An impact study produced for the Irish government suggests the country's economy would suffer a 7% hit as a result of a no-deal Brexit.
The work considers four scenarios for the UK: remaining in the single market, a customs union, a trade agreement and a worst case, WTO scenario.
The study does not suggest the Irish economy would shrink in absolute terms.
Instead, it looks at how it would perform under each scenario, up to 2030, compared to current forecasts.
An European economic area or single market scenario would be least damaging, gradually reducing GDP growth by 2.8% by 2030.
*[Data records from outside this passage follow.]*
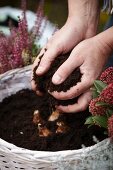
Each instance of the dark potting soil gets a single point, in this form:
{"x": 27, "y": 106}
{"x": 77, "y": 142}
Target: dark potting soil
{"x": 44, "y": 82}
{"x": 17, "y": 127}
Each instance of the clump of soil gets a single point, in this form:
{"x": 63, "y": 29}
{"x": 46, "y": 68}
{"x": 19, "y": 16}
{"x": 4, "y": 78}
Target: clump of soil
{"x": 17, "y": 127}
{"x": 44, "y": 82}
{"x": 18, "y": 121}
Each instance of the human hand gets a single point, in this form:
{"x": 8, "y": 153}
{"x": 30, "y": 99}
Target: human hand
{"x": 81, "y": 24}
{"x": 90, "y": 55}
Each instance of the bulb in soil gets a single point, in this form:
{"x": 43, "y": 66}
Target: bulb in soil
{"x": 36, "y": 117}
{"x": 62, "y": 128}
{"x": 54, "y": 116}
{"x": 43, "y": 131}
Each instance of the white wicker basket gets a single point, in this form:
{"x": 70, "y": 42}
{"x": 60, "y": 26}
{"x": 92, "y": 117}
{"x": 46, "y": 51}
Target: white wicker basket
{"x": 99, "y": 156}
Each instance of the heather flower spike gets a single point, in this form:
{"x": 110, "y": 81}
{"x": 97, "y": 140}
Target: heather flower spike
{"x": 101, "y": 106}
{"x": 107, "y": 75}
{"x": 19, "y": 48}
{"x": 110, "y": 126}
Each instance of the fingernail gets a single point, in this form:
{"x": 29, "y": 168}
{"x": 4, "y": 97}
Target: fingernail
{"x": 39, "y": 70}
{"x": 57, "y": 79}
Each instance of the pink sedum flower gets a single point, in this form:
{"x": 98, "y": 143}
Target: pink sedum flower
{"x": 110, "y": 126}
{"x": 95, "y": 109}
{"x": 107, "y": 94}
{"x": 107, "y": 75}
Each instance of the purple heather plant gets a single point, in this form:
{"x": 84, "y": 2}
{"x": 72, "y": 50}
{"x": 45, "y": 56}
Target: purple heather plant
{"x": 101, "y": 106}
{"x": 19, "y": 49}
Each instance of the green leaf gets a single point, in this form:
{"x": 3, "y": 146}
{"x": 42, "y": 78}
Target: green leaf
{"x": 99, "y": 85}
{"x": 100, "y": 121}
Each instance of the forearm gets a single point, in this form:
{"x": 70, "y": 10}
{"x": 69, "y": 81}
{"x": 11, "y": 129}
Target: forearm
{"x": 106, "y": 40}
{"x": 86, "y": 11}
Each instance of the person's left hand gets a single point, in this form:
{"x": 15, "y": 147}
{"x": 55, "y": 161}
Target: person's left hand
{"x": 90, "y": 55}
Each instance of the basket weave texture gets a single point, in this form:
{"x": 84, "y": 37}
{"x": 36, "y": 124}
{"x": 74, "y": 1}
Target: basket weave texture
{"x": 97, "y": 157}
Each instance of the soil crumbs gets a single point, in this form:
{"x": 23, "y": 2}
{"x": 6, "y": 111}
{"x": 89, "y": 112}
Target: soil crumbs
{"x": 17, "y": 127}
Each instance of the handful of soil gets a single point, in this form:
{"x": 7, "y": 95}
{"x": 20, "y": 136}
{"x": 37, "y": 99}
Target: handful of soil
{"x": 56, "y": 121}
{"x": 44, "y": 82}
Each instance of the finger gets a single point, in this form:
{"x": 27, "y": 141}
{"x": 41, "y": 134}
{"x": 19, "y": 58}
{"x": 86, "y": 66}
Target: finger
{"x": 74, "y": 91}
{"x": 81, "y": 104}
{"x": 66, "y": 69}
{"x": 34, "y": 88}
{"x": 47, "y": 59}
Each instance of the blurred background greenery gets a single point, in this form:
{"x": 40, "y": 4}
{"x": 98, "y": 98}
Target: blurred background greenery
{"x": 56, "y": 10}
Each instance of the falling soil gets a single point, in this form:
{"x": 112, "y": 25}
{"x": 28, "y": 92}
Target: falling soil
{"x": 17, "y": 127}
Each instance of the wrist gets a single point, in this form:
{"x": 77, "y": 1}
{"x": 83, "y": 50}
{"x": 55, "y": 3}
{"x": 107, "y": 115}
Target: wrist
{"x": 105, "y": 43}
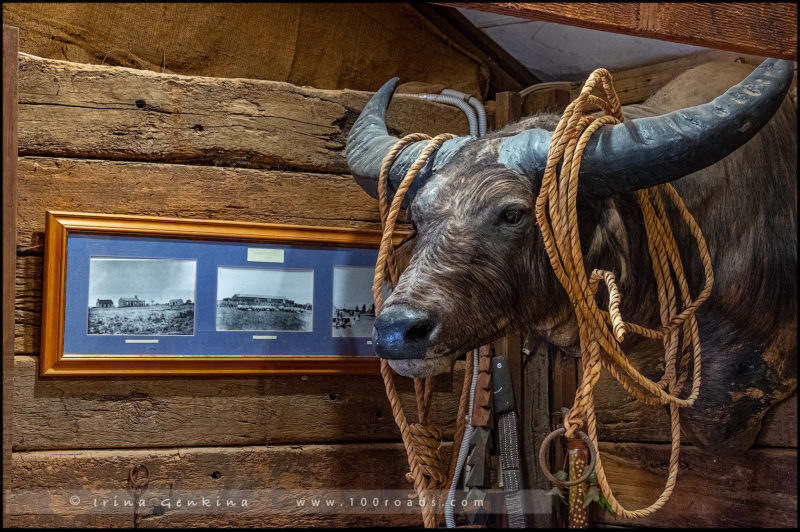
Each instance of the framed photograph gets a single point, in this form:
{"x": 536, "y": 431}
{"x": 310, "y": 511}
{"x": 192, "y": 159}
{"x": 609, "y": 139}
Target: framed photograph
{"x": 141, "y": 295}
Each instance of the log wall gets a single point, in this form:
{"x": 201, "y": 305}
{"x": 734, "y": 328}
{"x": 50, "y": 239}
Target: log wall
{"x": 117, "y": 140}
{"x": 125, "y": 141}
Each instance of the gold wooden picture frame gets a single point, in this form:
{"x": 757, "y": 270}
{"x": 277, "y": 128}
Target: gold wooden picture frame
{"x": 76, "y": 244}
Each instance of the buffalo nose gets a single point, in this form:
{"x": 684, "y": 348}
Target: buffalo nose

A World Trade Organisation, or no-deal scenario, would have the most impact gradually reducing GDP growth by 7% by 2030.
Five sectors account for 90% of the impact - agri-food, pharma-chemicals, electrical machinery, wholesale & retail, and air transport.
The rise of non-tariff barriers, specifically due to regulatory divergence, is the main factor driving the results.
Heather Humphreys, the Minister for Business Enterprise and Innovation, said: "Without a doubt, the study underlines the importance of a satisfactory transition period and exit deal.
"It is important to remember that the analysis is undertaken on the basis of a 'no policy response'.
"In reality, there has already been extensive planning and action across government to mitigate risks and maximise opportunities associated with Brexit," she added.